Figure 1. Gemtools analysis of three SV events in the HCC1954 genome.

(A) The initial input for the gemtools SV analysis is a list of SVs in BEDPE format; here, three SV events (two deletions and one duplication) located within ∼2.2 Mb on chromosome 9.

(B) The genomic mapping locations of reads associated with SV-spanning barcodes for each event are plotted, where each row of the plot represents a unique barcode.

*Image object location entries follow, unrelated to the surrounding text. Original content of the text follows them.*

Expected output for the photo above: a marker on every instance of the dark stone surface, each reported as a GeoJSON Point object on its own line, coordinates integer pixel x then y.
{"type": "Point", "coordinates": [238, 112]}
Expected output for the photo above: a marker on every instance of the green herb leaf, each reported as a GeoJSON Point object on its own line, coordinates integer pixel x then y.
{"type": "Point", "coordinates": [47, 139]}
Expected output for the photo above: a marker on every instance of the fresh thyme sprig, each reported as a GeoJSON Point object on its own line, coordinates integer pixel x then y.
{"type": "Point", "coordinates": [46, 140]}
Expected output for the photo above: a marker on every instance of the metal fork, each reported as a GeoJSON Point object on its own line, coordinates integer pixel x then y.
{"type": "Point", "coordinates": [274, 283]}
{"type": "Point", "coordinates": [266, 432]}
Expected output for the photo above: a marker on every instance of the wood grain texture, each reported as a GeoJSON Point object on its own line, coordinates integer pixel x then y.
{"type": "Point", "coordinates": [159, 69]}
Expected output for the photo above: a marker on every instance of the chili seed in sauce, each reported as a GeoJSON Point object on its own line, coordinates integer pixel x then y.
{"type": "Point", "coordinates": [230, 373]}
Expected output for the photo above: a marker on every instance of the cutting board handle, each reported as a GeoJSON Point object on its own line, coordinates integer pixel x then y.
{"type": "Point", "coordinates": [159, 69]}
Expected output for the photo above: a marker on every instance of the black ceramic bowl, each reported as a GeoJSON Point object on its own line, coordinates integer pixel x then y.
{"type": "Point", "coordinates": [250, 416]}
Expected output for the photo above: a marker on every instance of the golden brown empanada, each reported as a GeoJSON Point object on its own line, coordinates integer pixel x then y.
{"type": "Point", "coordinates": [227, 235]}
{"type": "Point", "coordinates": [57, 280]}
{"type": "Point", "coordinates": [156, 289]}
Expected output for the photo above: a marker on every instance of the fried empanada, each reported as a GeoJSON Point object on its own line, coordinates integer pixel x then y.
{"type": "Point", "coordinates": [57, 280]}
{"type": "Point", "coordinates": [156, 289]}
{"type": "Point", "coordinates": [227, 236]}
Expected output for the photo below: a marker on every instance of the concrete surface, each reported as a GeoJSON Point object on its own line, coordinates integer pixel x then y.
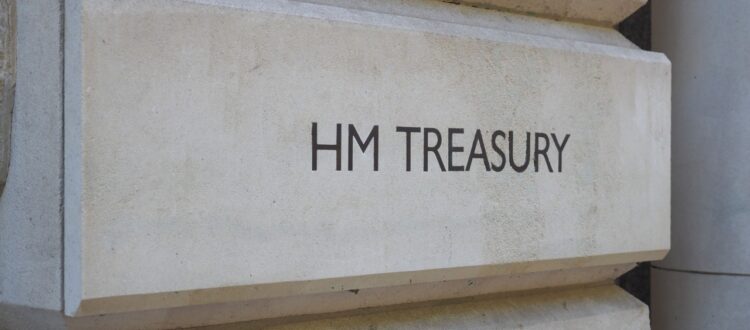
{"type": "Point", "coordinates": [7, 82]}
{"type": "Point", "coordinates": [685, 300]}
{"type": "Point", "coordinates": [606, 307]}
{"type": "Point", "coordinates": [604, 12]}
{"type": "Point", "coordinates": [325, 305]}
{"type": "Point", "coordinates": [711, 203]}
{"type": "Point", "coordinates": [188, 151]}
{"type": "Point", "coordinates": [704, 279]}
{"type": "Point", "coordinates": [30, 206]}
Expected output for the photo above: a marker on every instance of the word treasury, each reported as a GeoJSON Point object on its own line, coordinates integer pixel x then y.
{"type": "Point", "coordinates": [438, 150]}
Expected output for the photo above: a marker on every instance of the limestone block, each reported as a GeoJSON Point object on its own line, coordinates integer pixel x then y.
{"type": "Point", "coordinates": [202, 164]}
{"type": "Point", "coordinates": [606, 12]}
{"type": "Point", "coordinates": [606, 307]}
{"type": "Point", "coordinates": [31, 203]}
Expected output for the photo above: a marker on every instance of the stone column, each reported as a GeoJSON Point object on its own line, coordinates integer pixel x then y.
{"type": "Point", "coordinates": [7, 82]}
{"type": "Point", "coordinates": [705, 280]}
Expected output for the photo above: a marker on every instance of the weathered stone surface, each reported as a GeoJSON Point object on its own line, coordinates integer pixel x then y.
{"type": "Point", "coordinates": [606, 12]}
{"type": "Point", "coordinates": [607, 307]}
{"type": "Point", "coordinates": [188, 152]}
{"type": "Point", "coordinates": [7, 82]}
{"type": "Point", "coordinates": [600, 307]}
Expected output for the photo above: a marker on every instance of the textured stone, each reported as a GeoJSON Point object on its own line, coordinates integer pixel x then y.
{"type": "Point", "coordinates": [605, 12]}
{"type": "Point", "coordinates": [7, 82]}
{"type": "Point", "coordinates": [30, 206]}
{"type": "Point", "coordinates": [188, 134]}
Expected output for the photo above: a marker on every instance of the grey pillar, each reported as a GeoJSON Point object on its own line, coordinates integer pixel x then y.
{"type": "Point", "coordinates": [704, 283]}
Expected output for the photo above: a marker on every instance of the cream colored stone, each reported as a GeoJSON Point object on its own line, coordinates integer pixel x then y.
{"type": "Point", "coordinates": [188, 175]}
{"type": "Point", "coordinates": [607, 307]}
{"type": "Point", "coordinates": [290, 309]}
{"type": "Point", "coordinates": [606, 12]}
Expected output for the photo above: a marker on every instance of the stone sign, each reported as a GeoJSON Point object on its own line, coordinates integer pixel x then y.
{"type": "Point", "coordinates": [220, 151]}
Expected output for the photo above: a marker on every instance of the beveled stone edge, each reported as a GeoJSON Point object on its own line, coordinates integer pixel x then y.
{"type": "Point", "coordinates": [515, 277]}
{"type": "Point", "coordinates": [582, 11]}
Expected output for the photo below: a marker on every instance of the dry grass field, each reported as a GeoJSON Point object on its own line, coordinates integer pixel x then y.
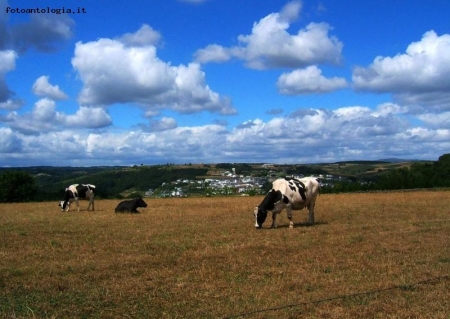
{"type": "Point", "coordinates": [374, 255]}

(C) Each of the two breakpoints for each of the three SV events is assigned to a haplotype generated by Long Ranger. Here, all of the SV breakpoints were assigned to the same Long Ranger phase block, denoted by the phase id. For all breakpoints, more SV-spanning barcodes were assigned to haplotype 2 compared with haplotype 1, supporting that all of the SV events occur in cis on haplotype 2 of phase block 123859090

Figure from (Greer & Ji, 2019) by permission of Oxford University Press.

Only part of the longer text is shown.